Full document contains 95 pages
Abstract: The purpose of this dissertation was to study a host of PTSD assessment-related problems in children with a trauma history (N = 110) who were seeking treatment at a community mental health clinic. Exploratory factor analyses using the trauma-related and non-trauma-related subscales on the Child Behavior Checklist (CBCL; Achenbach 1991), UCLA PTSD Index (Pynoos 1998) , and the Trauma Symptom Checklist for Children (TSCC; Briere 1996) were conducted. Results indicated that in children aged 7 to 11, but not in older children aged 12 to 17, the UCLA PTSD Index and the TSCC trauma-related scales formed a trauma factor. The CBCL "trauma" scale did not load onto this trauma factor. Although there were no racial differences on the TSCC "PTS" scale, African-American children were more likely than Caucasian children to have clinical elevations on the UCLA PTSD Index "PTSD overall severity score"; Caucasian children were more likely than African-American children to have clinical elevations on the CBCL "trauma" scale. These differences were partially accounted for by an estimate of household income, however, there continued to be a trend indicating that there were racial differences on clinically significant elevations on the UCLA PTSD Index "PTSD overall severity score" question and the CBCL "trauma" scale. Also, the TSCC "PTS" scale performed significantly above chance and had moderate specificity and high sensitivity when compared with the UCLA PTSD Index "PTSD full diagnosis likely" question.
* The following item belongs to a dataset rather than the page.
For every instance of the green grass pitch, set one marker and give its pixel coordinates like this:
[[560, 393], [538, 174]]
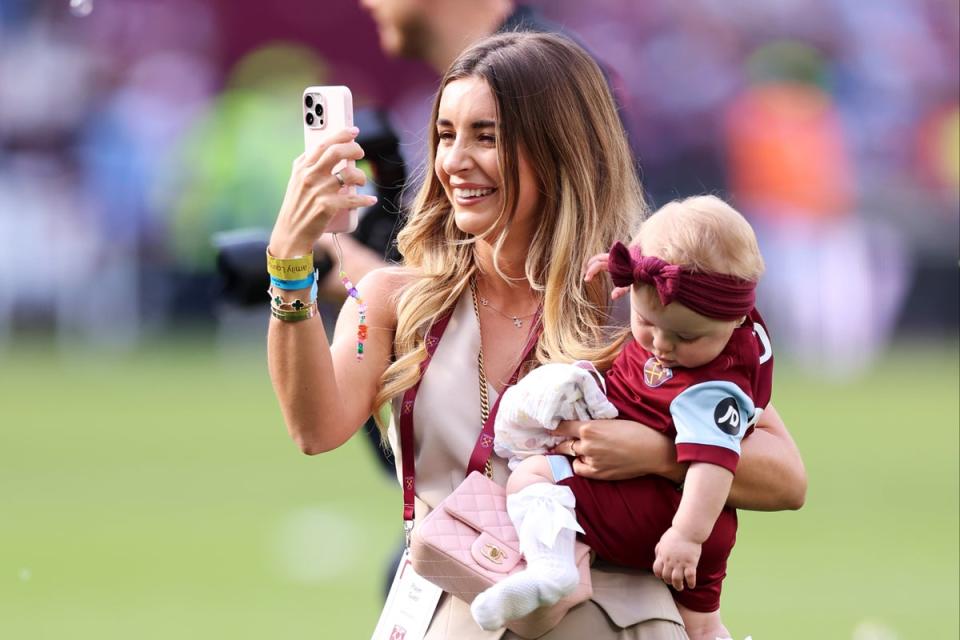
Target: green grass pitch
[[157, 496]]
The CBCL "trauma" scale performed significantly above chance and demonstrated moderate specificity and moderate sensitivity when contrasted with the UCLA PTSD Index "PTSD full diagnosis likely" question. However, the TSCC "PTS" scale performed better when compared to the UCLA PTSD Index "PTSD full diagnosis likely" question than the CBCL "trauma" scale did when compared to the UCLA PTSD Index "PTSD full diagnosis likely" question. Lastly, secondary analyses indicated that children in this sample were unlikely to meet DSM-IV criteria for avoidance cluster symptoms. However, African-American children were more likely than Caucasian to have a clinically significant number of avoidance symptoms. These findings indicate that many of the trauma focused instruments appear to adequately, but not ideally, assess for children's PTSD symptoms. Future directions and limitations of this study are discussed.